3.2.11. NMR Calculations

GIAO NMR calculations were performed using Gaussian 16 Rev A.03 [11]: the chemical shifts were calculated following a two-step procedure [12]. First, a geometry optimization of the proposed structures was performed using DFT calculations with a B3LYP/6-31+G(d,p) basis set in the gas phase. Via a frequency calculation, the system was checked for the absence of imaginary frequencies to ensure a local minimum was reached. Shielding values were then calculated for the optimized geometry using the GIAO method with the mPW1PW91/6-311+G(2d,p) basis set using the SMD variation of the IEFPCM solvent model for chloroform. The calculated isotropic shielding values were finally converted to chemical shifts using scaling factors taken from https://cheshirenmr.info (accessed on 9 November 2021) according to Equations (1) and (2).

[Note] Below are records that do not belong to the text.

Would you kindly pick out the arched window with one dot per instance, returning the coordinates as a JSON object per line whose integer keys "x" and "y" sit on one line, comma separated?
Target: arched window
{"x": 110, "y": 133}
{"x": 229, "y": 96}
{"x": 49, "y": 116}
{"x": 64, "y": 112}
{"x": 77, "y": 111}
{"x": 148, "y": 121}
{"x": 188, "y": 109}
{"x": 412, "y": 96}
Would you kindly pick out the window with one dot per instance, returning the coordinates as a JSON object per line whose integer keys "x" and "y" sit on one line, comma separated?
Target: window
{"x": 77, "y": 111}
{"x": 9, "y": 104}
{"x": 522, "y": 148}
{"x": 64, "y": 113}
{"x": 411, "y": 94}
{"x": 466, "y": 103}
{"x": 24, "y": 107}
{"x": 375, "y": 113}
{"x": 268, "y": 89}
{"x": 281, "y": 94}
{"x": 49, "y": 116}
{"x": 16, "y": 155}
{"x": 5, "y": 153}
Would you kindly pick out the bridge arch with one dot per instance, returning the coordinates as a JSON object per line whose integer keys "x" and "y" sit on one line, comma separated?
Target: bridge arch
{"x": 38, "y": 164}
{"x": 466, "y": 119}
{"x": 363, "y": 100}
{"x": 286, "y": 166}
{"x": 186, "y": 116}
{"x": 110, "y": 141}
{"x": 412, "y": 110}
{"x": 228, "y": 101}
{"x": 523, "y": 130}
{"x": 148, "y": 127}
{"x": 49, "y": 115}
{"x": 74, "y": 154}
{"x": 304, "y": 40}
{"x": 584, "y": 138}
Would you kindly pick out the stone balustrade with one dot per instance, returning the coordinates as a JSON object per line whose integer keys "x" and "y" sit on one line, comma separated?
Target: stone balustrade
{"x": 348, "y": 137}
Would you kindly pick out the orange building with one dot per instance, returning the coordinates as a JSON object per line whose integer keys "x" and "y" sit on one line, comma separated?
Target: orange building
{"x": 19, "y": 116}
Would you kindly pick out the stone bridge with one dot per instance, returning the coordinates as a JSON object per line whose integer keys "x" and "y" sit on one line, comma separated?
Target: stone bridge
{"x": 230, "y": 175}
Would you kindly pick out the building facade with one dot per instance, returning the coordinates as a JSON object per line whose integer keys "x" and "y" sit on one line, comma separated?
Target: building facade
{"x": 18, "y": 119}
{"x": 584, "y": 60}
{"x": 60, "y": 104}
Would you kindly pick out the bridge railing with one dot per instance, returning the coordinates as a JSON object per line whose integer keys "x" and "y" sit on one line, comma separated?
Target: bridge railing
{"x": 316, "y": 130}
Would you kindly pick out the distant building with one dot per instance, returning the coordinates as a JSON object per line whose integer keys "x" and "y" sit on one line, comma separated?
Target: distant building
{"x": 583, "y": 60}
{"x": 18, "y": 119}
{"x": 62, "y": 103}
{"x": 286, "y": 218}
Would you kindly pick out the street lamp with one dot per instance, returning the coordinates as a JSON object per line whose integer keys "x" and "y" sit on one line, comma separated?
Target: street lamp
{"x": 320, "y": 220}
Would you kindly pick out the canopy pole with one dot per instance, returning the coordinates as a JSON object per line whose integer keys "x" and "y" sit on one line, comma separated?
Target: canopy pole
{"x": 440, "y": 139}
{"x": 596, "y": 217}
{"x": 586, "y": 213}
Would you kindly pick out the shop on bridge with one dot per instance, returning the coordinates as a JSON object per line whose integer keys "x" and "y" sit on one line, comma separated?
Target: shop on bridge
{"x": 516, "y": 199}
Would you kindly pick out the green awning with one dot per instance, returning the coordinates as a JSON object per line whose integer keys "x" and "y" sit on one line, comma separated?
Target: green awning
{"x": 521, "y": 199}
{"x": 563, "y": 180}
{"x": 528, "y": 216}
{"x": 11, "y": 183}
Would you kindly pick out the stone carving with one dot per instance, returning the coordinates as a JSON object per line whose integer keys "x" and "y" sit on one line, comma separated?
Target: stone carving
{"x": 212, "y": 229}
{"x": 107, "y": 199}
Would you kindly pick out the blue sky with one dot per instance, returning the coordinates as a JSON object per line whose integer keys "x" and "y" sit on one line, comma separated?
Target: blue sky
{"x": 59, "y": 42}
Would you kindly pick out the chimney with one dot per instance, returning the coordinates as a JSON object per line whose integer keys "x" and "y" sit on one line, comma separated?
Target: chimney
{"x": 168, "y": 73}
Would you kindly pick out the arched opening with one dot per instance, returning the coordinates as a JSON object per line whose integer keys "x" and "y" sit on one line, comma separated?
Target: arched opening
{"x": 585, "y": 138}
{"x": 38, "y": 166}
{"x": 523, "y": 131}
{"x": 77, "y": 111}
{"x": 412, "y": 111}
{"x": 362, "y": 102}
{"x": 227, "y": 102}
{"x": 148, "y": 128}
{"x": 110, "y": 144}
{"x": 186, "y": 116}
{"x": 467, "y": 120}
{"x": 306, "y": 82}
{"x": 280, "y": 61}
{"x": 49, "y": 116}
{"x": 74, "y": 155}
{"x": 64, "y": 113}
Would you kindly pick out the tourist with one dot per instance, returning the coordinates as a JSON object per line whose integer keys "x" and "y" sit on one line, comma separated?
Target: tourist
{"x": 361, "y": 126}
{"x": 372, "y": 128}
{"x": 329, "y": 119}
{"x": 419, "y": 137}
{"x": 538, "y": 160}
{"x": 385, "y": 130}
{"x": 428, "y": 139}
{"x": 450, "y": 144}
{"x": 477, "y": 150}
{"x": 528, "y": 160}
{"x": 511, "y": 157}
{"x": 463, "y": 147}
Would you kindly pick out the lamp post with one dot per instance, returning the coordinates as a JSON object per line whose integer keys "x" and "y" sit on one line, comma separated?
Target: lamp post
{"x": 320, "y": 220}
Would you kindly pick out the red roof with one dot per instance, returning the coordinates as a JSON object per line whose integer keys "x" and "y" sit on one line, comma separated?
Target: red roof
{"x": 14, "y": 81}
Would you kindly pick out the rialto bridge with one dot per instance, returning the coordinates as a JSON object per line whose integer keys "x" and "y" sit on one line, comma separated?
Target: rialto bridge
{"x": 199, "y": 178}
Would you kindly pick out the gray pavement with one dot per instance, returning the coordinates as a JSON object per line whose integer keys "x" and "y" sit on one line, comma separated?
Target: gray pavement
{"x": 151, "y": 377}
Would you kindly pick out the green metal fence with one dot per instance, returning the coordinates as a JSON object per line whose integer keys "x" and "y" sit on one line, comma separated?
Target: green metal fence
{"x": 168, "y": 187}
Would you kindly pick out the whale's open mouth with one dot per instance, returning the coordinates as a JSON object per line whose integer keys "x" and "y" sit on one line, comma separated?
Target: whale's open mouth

¹H NMR: (scaled chemical shift) = (31.8018 − (unscaled shielding))/1.0936

(1)

¹³C NMR: (scaled chemical shift) = (186.5242 − (unscaled shielding))/1.0533

(2)

Multiplet structures were simulated using the Bruker TopSpin 4.1.3 software using the DAISY package with scaled coupling constants obtained from the NMR calculations.

3.2.12. Reduction of Monicanone—Synthesis of Monicanol and 2-epi-Monicanol

In a round-bottom flask, monicanone (55.1 mg, 0.25 mmol, 1.00 equiv.) was dissolved in EtOH (4.0 mL). To this solution, NaBH₄ (37.8 mg, 1.00 mmol, 4.00 equiv.) was added while stirring at ambient temperature. The solution was stirred for 3 h and subsequently quenched by the addition of 10 mL of water. The resulting mixture was extracted 3 x with DCM. The organic layers were combined, washed with brine, dried over anhydrous MgSO₄ and filtered. The filtrate was concentrated under reduced pressure. ¹H NMR analysis of the crude residue showed the presence of monicanol and 2-epi-monicanol in a ratio of 72:28. Isolation of both diastereomers was performed using preparative HPLC. Therefore, the crude residue was dissolved in 1 mL of HPLC-grade MeOH and loaded onto the HPLC system. The sample was run in H₂O + 0.1% HCOOH/MeOH at a flow rate of 5.00 mL/min (0–30 min linear gradient from 50% MeOH to 100% MeOH, then 10 min isocratically 100% MeOH; UV detection at 215 nm), yielding 18.0 mg of pure monicanol and 4.2 mg of a mixture of mainly 2-epi-monicanol with a small portion of monicanol (ratio 88:12). Both diastereomers were obtained as white solids in a combined isolated yield of 40%.